The Great Recession was not an accident: Goldman Sachs knew what it was doing and gleefully piled billions onto their salaries in bonuses beyond belief.
Remember that as you try to make sense of the transfer of wealth from us to the banks like Goldman Sachs.
As William D. Cohan says, Of course the taxpayer is subsidizing Goldman Sachs!
Ending the Moral Rot on Wall Street, Part 2: William D. Cohan
By William D. Cohan - Bloomberg
Can it be true that the trillions of dollars we spent bailing out Wall Street only restored the deeply flawed status quo, instead of bringing about the fundamental system overhaul we needed?
One of the unintended consequences of the rescue of the banks in 2008 was to restore many of the most heinous aspects of Wall Street’s culture, thus exponentially increasing the inherent risks in the system. Indeed, while Main Street continues to suffer from high unemployment and plunging home prices, the financial industry is dancing a jig after paying itself about $150 billion in compensation in 2010.

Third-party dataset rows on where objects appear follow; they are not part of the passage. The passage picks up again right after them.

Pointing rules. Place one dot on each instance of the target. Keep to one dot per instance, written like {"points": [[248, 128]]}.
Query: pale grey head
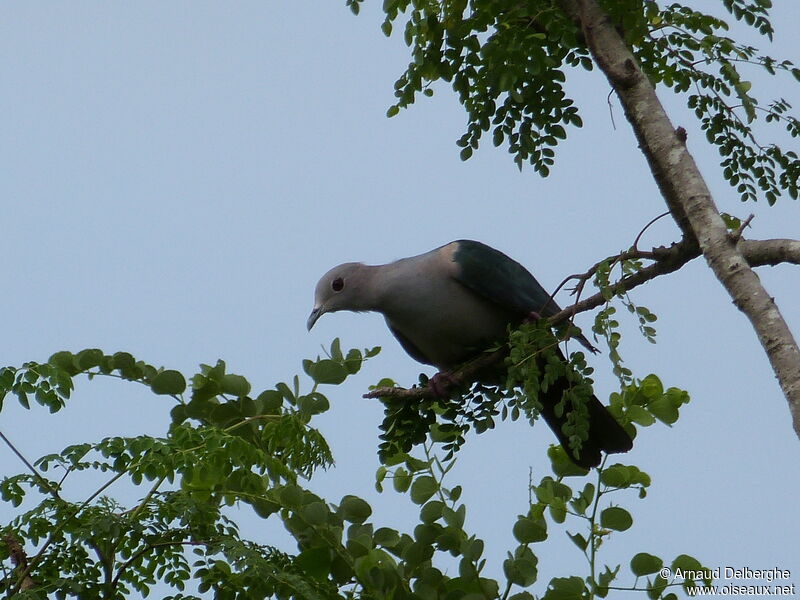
{"points": [[346, 287]]}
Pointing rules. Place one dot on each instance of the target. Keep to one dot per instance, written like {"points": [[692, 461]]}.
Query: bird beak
{"points": [[315, 314]]}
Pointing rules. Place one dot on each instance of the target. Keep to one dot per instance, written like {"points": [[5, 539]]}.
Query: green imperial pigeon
{"points": [[449, 304]]}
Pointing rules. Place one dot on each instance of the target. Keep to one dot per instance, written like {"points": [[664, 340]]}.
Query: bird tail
{"points": [[605, 433]]}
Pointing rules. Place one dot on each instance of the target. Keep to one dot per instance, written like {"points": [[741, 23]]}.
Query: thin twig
{"points": [[45, 483]]}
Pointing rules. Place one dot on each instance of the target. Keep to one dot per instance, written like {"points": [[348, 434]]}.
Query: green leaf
{"points": [[566, 588], [664, 410], [644, 564], [402, 480], [431, 511], [168, 383], [617, 518], [354, 509], [325, 371], [528, 531], [386, 537], [423, 489], [235, 385], [520, 571]]}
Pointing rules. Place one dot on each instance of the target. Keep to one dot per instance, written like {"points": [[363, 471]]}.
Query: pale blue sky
{"points": [[175, 177]]}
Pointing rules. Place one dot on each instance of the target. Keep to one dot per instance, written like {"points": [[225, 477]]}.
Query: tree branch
{"points": [[687, 195], [667, 259]]}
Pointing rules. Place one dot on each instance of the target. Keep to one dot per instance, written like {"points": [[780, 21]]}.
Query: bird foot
{"points": [[440, 383]]}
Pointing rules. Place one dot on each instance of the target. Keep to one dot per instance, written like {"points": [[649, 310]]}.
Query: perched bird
{"points": [[449, 304]]}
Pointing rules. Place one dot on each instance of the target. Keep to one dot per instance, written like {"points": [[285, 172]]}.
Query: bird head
{"points": [[342, 288]]}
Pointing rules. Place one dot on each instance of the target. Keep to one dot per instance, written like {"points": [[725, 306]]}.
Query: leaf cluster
{"points": [[507, 63]]}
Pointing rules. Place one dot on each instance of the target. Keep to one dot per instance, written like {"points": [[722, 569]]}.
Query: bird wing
{"points": [[501, 280]]}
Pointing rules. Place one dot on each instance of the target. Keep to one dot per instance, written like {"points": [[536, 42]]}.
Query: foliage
{"points": [[508, 62], [226, 446]]}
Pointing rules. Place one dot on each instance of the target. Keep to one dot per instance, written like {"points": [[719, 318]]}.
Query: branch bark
{"points": [[757, 253], [688, 196]]}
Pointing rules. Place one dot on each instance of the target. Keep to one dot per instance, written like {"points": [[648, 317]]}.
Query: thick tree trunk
{"points": [[687, 195]]}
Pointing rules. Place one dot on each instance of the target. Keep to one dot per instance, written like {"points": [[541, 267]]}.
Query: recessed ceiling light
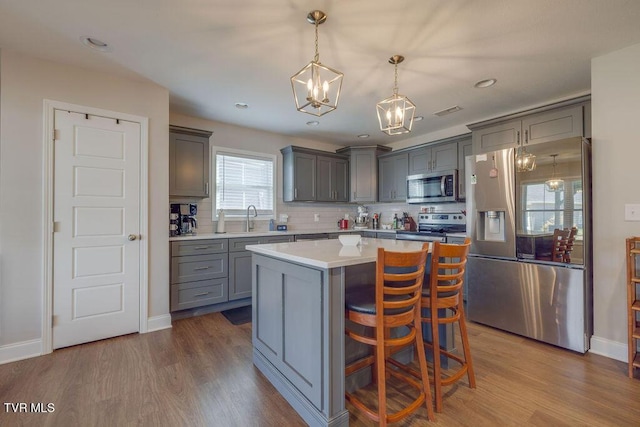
{"points": [[485, 83], [96, 44], [447, 111]]}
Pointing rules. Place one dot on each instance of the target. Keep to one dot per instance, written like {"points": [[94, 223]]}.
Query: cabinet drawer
{"points": [[199, 247], [199, 293], [198, 267], [236, 245]]}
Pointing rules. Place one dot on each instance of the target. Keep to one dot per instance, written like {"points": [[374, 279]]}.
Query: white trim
{"points": [[47, 216], [157, 323], [608, 348], [20, 350]]}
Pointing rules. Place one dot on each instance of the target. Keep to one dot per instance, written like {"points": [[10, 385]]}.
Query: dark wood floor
{"points": [[199, 373]]}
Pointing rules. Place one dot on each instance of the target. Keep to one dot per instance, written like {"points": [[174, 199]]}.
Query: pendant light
{"points": [[395, 114], [554, 184], [316, 87], [525, 161]]}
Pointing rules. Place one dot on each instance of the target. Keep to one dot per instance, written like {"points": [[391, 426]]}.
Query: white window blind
{"points": [[243, 179]]}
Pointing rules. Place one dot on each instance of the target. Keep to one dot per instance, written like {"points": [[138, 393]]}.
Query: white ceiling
{"points": [[212, 54]]}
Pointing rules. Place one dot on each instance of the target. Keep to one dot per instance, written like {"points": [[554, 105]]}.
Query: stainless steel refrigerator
{"points": [[512, 212]]}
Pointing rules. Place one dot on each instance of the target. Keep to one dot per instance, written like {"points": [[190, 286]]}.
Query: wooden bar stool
{"points": [[442, 298], [393, 302]]}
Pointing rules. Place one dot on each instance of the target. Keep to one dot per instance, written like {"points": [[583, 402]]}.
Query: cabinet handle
{"points": [[202, 294]]}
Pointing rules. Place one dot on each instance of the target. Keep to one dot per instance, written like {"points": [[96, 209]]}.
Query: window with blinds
{"points": [[243, 179]]}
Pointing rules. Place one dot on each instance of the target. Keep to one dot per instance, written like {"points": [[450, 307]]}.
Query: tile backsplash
{"points": [[301, 216]]}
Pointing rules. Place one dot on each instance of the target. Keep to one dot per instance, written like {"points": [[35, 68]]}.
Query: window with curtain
{"points": [[242, 179], [543, 210]]}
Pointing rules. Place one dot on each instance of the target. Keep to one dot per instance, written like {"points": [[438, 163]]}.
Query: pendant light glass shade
{"points": [[396, 113], [554, 184], [316, 87], [525, 161]]}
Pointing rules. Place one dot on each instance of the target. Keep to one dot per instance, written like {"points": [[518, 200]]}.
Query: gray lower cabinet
{"points": [[188, 162], [199, 273]]}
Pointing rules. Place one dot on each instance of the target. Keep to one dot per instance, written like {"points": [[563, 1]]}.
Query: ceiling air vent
{"points": [[447, 111]]}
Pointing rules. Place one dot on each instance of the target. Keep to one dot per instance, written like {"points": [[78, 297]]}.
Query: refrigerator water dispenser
{"points": [[491, 226]]}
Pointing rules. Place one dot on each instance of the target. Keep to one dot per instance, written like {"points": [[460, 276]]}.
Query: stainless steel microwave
{"points": [[433, 188]]}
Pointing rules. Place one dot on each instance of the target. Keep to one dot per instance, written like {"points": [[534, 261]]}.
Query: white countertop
{"points": [[331, 253], [234, 235]]}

In September and October 2008, as the fear of financial and economic collapse was at its most acute, there was a brief moment when it seemed there was a real chance that Wall Street would be reformed. That didn’t happen.

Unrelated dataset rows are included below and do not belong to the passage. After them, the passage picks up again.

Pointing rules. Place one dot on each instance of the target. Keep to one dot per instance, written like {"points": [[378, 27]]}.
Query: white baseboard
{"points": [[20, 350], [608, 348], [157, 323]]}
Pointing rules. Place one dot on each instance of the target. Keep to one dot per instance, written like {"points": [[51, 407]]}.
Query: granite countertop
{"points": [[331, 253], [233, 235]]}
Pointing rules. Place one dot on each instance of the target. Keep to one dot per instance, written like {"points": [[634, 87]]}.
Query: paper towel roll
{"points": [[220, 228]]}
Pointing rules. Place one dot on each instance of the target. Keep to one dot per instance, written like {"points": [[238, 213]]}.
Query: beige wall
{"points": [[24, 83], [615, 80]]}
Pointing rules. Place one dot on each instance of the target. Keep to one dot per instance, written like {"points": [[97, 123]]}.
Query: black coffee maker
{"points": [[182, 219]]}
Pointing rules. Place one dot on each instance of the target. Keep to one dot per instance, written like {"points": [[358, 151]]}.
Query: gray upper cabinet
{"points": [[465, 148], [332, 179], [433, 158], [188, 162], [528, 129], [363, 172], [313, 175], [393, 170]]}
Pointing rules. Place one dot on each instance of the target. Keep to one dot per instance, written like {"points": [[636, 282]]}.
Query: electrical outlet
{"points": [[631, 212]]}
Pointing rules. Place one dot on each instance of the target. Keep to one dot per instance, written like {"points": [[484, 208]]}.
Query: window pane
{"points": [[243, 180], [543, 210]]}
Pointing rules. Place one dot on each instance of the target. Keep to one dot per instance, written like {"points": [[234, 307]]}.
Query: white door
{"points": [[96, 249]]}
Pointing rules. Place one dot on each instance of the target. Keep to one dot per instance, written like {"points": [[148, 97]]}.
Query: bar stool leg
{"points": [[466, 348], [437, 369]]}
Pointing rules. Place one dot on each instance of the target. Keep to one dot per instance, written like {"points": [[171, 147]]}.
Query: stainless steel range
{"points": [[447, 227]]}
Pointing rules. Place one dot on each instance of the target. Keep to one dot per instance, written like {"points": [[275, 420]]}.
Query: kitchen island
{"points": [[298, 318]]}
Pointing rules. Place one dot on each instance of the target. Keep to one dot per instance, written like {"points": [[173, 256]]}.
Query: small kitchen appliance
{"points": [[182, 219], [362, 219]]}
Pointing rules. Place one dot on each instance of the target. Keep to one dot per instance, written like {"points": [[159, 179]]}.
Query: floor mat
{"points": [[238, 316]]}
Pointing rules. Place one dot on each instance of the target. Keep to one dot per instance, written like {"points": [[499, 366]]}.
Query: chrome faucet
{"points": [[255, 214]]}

Since 1970, when financial companies began selling shares to the public, the industry has ensnared the rest of us in repeated crises of its own making. There was the crash of 1987 and the credit freeze that followed, the Asian crisis, the Mexican crisis, the Russian crisis, the collapse of Long-Term Capital Management, the Internet bubble and, most recently, the risky mortgage-related behavior that led to the Great Recession and brought us to the edge of economic devastation. As the past few weeks have shown, we are still suffering its aftershocks.
At the time, each of these crises seemed existential and rendered the capital markets -- the engine room of capitalism -- dysfunctional for long periods. The increasing rapidity and intensity of each of these events is directly correlated with the decisions by Wall Street companies to go public. The consequence is that Wall Street replaced its traditional partnership culture -- where stakeholders shared profit and losses -- with a bonus culture that encouraged accountability- free, asynchronous risk-taking with other people’s money. Rather than accept responsibility for these recurring crises, Wall Street’s defenders resort to the patently false argument that they are the result of normal market vicissitudes.
Wouldn’t such an obviously broken system need repairing? Apparently not. Instead of a genuine fix, in the past two years, Washington has put Wall Street back on its feet without demanding any accountability for the damage caused to the economy and with only modest changes to the way business is done. Although a boon to congressional campaign coffers, such accommodation damages the credibility of markets and does little to rehabilitate an ailing economy.
Worse, the cozy relationship endures, as Wall Street’s lobbyists and executives exert influence over regulators such as the Securities and Exchange Commission and the Commodity Futures Trading Commission. This gives Wall Street sway over the drafting of the new rules governing our financial system that were mandated by the inadequate Dodd-Frank Act.